I’ve gone longer than usual without posting of late, and not for lack of interesting things to write about. The past 2 weeks have been among the busiest, and best, that I’ve had in all of my time in Haiti. Welcome back to The Mad Mad Mad Mad World. Let me tell you about life, love, and the pursuit of the Haitian dream.
Life – Public transportation in Haiti comes in the form of colourfully painted trucks called “tap-taps” (because you tap the ceiling twice when you need to get off…clever, right?), most of which have slogans painted on them that are reminders of how to best carry on, lovingand country. Today as my child-bearing hips were locked in a vice-grip between the other human sardines on the way home from church, I looked up and saw my favourite piece of tap-tap wisdom painted above me: “Lavi pa fasil.” Life is not easy. Very true, for some more so than others. Seeing this on the back of a dilapidated truck crammed with people, as I whip past roadside shacks filled with those left homeless or worse by natural and human disasters, makes me think twice about ever using those words again back home. Heavy thinking for a Sunday morning hangover…
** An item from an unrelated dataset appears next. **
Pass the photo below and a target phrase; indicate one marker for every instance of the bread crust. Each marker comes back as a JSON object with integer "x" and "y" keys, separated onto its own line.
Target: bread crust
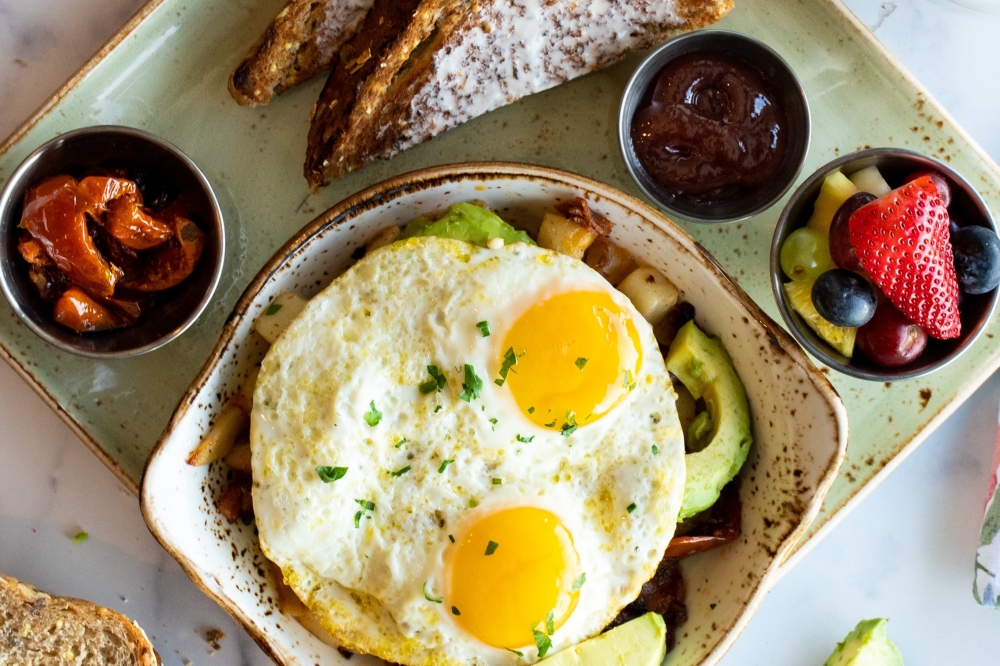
{"x": 39, "y": 629}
Love – On a much more upbeat note, I love my family! The now-world-famous Watsons of Phelpston made a brief but memorable appearance on a rubble site near me last week, and man was it fun. (To see the front-page article in our hometown newspaper click here!) It was amazing to have all 7 members of my immediate family sledgehammering in sync to smash up the better part of a collapsed roof in just one day. Our team leader called us “the Von Trapp’s of rubble” (stay tuned for an awkward family photo or 2…). Considering that everyone in my family falls more on the “nerd” side of the high-school yearbook spectrum (no matter how hard I try to argue my rightful “jock” status), I was pretty impressed with how naturally they all took to rubbling. Junior, one of our strongest and longest-serving local volunteers, took my 17-year old sister Mallory under his wing and within the hour they were an unstoppable team. By the end of their visit I didn’t see much of Mallory, as she seemed to be always covered in a pile of adoring Haitian children who wanted her to stay and play with them forever. It seems that whatever it is that I have that makes me do what I do is genetic, and I don’t think Haiti’s seen the last of the Watson sisters. Having my family come volunteer with me was a really special experience, and it meant a lot to me that they would put themselves so far out of their element to come and see firsthand what the work I’m doing is all about.
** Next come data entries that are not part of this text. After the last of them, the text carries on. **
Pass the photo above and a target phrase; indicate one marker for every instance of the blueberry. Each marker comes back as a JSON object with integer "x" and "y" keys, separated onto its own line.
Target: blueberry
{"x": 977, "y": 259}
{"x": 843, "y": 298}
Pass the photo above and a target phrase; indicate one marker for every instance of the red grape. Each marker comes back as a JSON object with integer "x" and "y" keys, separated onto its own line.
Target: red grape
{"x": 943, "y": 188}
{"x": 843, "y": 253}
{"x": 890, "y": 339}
The Pursuit of the Haitian Dream – Although it’s hard to define what “The Dream” is for any country (except for Canada, where it is clearly finding attractive winter footwear), last night I felt like we were as close as we’ve ever been to seeing it for Haiti. After coming back from my break(down) in November, I switched from working with the mayor’s office project to assisting the coordinator of our local volunteer program (see my November 27th post for more on that). Since last April, All Hands has welcomed young men and women from Leogane and the surrounding area who want to volunteer to help their community in whatever way they can (see November 18th’s “Interview with the Volunteer” for more on the program). I was involved in the initial restructuring of the local volunteer program that happened back in June, when we created a mentoring program to make sure that our volunteers got the best possible learning experience out of their time at All Hands. The program has grown and developed since then, thanks to the volunteers themselves and the amazing project coordination of my friend Jess. Our original group of volunteers, which has grown to about 30 over 9 months, celebrated their “graduation” from the local volunteer program last night. The ceremony was great, with valedictory speeches and a slide-show put together by Emmanuel, an incredible 17-year old kid who has gone from a shy rubbler to head of our Bobcat operator program, over the course of the past 9 months. Everyone looked extra “fresh” (the adjective of choice for a well-dressed Haitian), and it was a beautiful way to celebrate an inspiring group of people. I’m proud to be a part of something that connects people with a genuine desire to help with the means and materials to do so. Every day I’m amazed by the energy and passion of our local volunteers, and the more I’ve gotten to know about them as individuals and about their circumstances, the more I’m blown away by everything they do. Lavi pa fasil, but my friends here in Haiti are proving that no matter who you are, there’s always something you can do to better it.